Knockdown of NeuroD2 leads to seizure-like behavior, brain neuronal hyperactivity and a leaky blood-brain barrier in a Xenopus laevis tadpole model of DEE75

Abstract

Abstract Developmental and Epileptic Encephalopathies (DEE) are a genetically diverse group of severe, early onset seizure disorders. DEE are normally identified clinically in the first six months of life by the presence of frequent, difficult to control seizures and accompanying stalling or regression of development. DEE75 results from de novo mutations of the NEUROD2 gene that result in loss of activity of the encoded transcription factor, and the seizure phenotype was shown to be recapitulated in Xenopus tropicalis tadpoles. We used CRISPR/Cas9 to make a DEE75 model in Xenopus laevis, to further investigate the developmental etiology. NeuroD2.S CRISPR/Cas9 edited tadpoles were more active, swam faster on average, and had more seizures (C-shaped contractions resembling unprovoked C-start escape responses) than their sibling controls.
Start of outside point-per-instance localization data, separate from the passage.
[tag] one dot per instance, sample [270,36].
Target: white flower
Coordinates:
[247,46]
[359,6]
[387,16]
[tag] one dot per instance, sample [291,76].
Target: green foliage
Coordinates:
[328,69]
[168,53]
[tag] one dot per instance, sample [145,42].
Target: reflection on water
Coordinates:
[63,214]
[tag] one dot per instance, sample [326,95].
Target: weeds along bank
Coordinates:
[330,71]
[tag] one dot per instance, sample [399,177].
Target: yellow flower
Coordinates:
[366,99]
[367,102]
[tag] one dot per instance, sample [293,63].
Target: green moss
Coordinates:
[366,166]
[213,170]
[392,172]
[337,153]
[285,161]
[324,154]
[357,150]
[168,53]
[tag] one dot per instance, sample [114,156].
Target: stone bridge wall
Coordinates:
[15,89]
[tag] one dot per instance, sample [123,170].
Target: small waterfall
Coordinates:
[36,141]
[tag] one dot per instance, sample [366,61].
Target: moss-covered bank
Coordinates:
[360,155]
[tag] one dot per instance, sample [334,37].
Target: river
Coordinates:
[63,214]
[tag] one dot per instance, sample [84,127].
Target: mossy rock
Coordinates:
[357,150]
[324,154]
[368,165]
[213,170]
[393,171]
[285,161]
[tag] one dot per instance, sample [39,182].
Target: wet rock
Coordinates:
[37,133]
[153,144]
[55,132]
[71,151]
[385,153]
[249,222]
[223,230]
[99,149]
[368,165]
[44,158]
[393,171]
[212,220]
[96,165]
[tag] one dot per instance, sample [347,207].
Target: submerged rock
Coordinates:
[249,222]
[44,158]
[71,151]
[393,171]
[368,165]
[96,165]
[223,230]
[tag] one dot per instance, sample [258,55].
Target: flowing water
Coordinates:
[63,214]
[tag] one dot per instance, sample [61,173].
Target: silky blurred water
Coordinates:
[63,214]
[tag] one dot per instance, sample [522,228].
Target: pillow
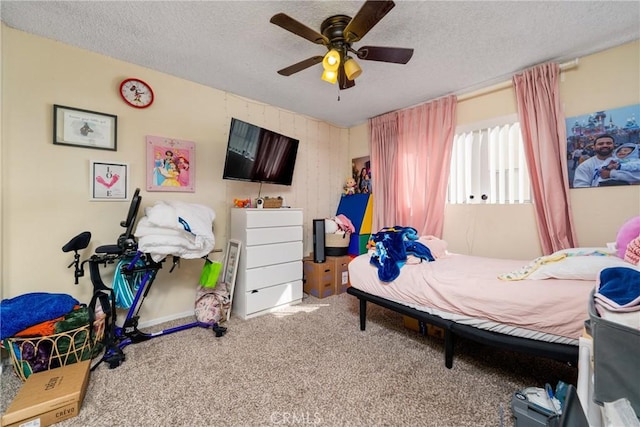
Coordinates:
[577,268]
[629,231]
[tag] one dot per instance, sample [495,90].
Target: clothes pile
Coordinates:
[176,228]
[30,327]
[617,296]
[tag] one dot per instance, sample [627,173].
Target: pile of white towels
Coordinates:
[176,228]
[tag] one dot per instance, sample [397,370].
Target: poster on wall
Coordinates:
[361,174]
[170,164]
[603,148]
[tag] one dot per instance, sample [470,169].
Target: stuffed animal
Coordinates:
[627,232]
[350,188]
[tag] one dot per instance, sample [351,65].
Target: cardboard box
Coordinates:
[318,278]
[341,272]
[49,397]
[422,327]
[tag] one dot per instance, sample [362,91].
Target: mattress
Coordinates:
[466,289]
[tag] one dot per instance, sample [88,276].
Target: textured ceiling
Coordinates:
[230,45]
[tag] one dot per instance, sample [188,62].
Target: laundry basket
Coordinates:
[36,354]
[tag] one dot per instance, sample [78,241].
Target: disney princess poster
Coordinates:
[170,164]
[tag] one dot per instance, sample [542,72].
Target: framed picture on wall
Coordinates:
[603,148]
[361,171]
[84,128]
[108,181]
[171,164]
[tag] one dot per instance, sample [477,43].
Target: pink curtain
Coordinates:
[411,165]
[383,131]
[545,143]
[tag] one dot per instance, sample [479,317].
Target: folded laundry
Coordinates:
[176,228]
[619,288]
[19,313]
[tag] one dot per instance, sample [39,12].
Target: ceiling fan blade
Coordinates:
[302,65]
[397,55]
[298,29]
[367,17]
[343,81]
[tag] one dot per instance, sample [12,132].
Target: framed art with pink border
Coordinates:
[170,164]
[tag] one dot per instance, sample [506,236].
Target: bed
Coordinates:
[538,307]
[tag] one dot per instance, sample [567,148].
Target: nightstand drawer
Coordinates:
[263,236]
[263,277]
[273,296]
[259,256]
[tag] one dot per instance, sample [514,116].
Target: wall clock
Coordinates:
[136,93]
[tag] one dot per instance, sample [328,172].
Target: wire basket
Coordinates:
[36,354]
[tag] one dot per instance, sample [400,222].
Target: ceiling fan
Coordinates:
[337,34]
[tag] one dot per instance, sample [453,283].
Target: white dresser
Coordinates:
[270,265]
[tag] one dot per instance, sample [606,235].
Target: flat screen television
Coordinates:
[259,155]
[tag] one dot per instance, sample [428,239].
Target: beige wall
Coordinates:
[45,202]
[45,188]
[605,80]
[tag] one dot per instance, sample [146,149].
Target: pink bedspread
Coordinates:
[468,286]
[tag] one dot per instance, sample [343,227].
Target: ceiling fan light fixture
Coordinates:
[331,60]
[330,76]
[352,68]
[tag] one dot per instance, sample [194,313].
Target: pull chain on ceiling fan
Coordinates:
[337,34]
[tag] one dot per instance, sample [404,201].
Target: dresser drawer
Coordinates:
[273,218]
[273,296]
[263,277]
[264,236]
[259,256]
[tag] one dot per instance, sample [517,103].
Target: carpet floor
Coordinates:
[308,364]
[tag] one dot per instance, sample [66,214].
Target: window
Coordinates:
[488,165]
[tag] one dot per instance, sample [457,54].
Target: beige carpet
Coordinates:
[307,365]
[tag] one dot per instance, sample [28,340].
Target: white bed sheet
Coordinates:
[466,289]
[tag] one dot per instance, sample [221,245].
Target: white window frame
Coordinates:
[480,148]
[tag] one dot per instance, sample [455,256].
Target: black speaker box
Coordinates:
[318,241]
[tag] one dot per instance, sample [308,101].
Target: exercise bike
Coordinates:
[137,267]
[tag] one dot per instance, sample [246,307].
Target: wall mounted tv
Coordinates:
[259,155]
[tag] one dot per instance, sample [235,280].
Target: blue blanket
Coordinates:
[30,309]
[620,286]
[393,245]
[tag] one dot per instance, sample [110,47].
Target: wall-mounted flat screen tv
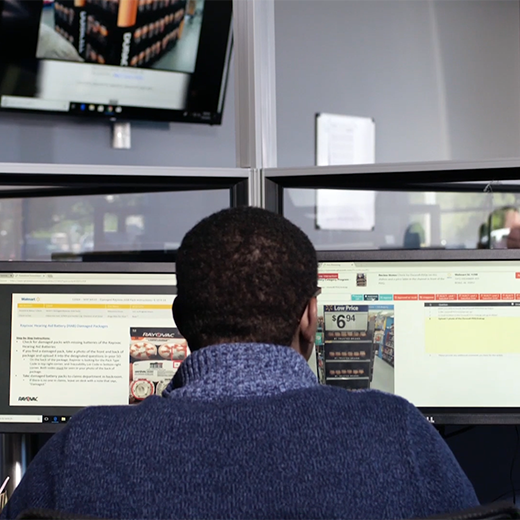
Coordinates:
[161,60]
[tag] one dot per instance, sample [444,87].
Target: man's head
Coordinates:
[247,275]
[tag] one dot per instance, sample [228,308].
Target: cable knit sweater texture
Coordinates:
[246,432]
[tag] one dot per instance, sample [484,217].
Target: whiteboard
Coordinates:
[345,140]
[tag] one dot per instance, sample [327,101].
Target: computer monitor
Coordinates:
[79,334]
[439,328]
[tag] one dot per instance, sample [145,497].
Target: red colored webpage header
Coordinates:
[328,276]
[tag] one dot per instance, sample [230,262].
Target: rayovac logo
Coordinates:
[127,38]
[159,335]
[82,30]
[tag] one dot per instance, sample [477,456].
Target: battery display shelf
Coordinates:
[135,33]
[388,349]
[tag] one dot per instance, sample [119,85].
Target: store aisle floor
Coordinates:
[383,376]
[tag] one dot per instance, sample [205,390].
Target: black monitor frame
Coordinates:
[80,268]
[501,175]
[440,416]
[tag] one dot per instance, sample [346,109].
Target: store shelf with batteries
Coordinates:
[388,347]
[135,33]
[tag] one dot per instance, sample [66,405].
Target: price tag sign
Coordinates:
[346,317]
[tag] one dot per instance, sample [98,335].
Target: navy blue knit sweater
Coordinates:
[246,432]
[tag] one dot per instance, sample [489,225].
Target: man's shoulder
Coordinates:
[106,419]
[366,399]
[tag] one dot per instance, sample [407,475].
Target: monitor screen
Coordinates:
[77,334]
[439,328]
[130,59]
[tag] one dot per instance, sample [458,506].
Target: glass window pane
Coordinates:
[38,228]
[410,220]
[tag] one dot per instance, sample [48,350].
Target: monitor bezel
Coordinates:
[207,88]
[440,415]
[80,268]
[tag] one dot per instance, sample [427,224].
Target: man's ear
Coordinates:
[308,327]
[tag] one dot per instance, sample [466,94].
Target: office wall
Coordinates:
[441,78]
[54,139]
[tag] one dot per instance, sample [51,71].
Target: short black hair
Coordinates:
[243,275]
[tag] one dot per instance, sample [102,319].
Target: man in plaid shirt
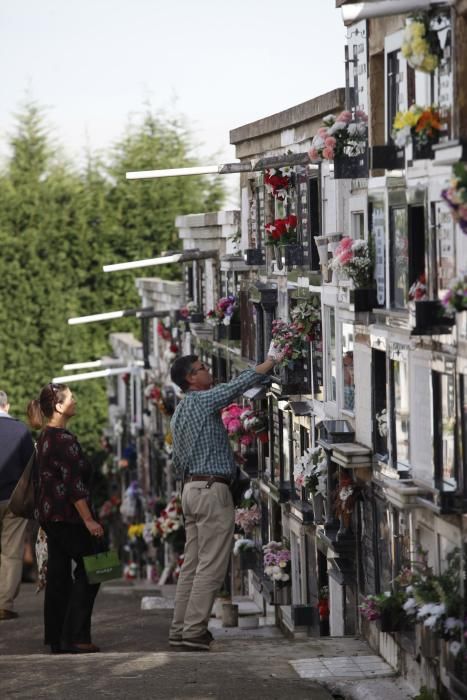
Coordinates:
[203,456]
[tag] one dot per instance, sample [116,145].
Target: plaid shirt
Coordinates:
[200,441]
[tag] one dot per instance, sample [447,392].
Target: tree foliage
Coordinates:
[58,226]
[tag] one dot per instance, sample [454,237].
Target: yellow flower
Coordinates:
[406,50]
[417,29]
[419,45]
[135,530]
[429,63]
[409,118]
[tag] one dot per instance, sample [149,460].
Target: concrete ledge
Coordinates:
[378,689]
[303,112]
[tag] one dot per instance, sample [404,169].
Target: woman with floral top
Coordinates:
[63,510]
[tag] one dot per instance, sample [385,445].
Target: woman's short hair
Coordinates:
[39,409]
[180,369]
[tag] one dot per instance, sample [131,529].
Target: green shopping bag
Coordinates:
[104,566]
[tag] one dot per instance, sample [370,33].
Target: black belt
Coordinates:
[209,478]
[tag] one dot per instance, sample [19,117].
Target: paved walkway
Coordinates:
[136,661]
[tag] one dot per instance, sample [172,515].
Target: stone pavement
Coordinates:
[136,661]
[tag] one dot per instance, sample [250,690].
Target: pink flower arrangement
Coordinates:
[455,298]
[339,136]
[163,331]
[455,195]
[282,231]
[353,258]
[276,560]
[225,308]
[247,518]
[418,290]
[290,339]
[234,418]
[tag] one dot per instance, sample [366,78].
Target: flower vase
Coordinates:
[278,257]
[390,621]
[424,150]
[317,502]
[429,643]
[321,243]
[333,241]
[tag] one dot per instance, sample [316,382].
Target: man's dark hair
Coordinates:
[180,368]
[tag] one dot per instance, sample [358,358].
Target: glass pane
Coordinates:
[331,388]
[317,362]
[401,411]
[464,418]
[358,225]
[285,450]
[400,258]
[347,366]
[448,427]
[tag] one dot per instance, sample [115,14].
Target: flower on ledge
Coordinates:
[455,195]
[225,308]
[277,183]
[423,123]
[290,340]
[420,44]
[276,561]
[455,298]
[282,231]
[311,470]
[418,290]
[341,135]
[190,308]
[352,257]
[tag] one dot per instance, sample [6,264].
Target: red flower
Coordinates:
[281,226]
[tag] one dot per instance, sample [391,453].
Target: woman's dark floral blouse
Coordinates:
[64,476]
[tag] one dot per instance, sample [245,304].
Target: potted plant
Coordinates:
[455,299]
[345,497]
[352,259]
[421,125]
[455,195]
[420,44]
[282,236]
[225,317]
[434,601]
[343,139]
[321,243]
[276,561]
[310,471]
[386,608]
[277,182]
[292,340]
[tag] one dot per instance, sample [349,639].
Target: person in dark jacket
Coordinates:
[65,513]
[16,447]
Live imaging of Ca2+ signaling revealed prolongued, strong signals sweeping through the brain, indicative of neuronal hyperactivity. While the resulting tadpole brain appeared grossly normal, the blood-brain barrier (BBB) was found to be leakier than that of controls. Additionally, the TGFβ antagonist Losartan was shown to have a short-term protective effect, reducing neuronal hyperactivity and reducing permeability of the BBB. Treatment of NeuroD2 CRISPant tadpoles with 5 mM Losartan decreased seizure events by more than 4-fold compared to the baseline. Our results support a model of DEE75 resulting from reduced NeuroD2 activity during vertebrate brain development, and indicate that a leaky BBB contributes to epileptogenesis.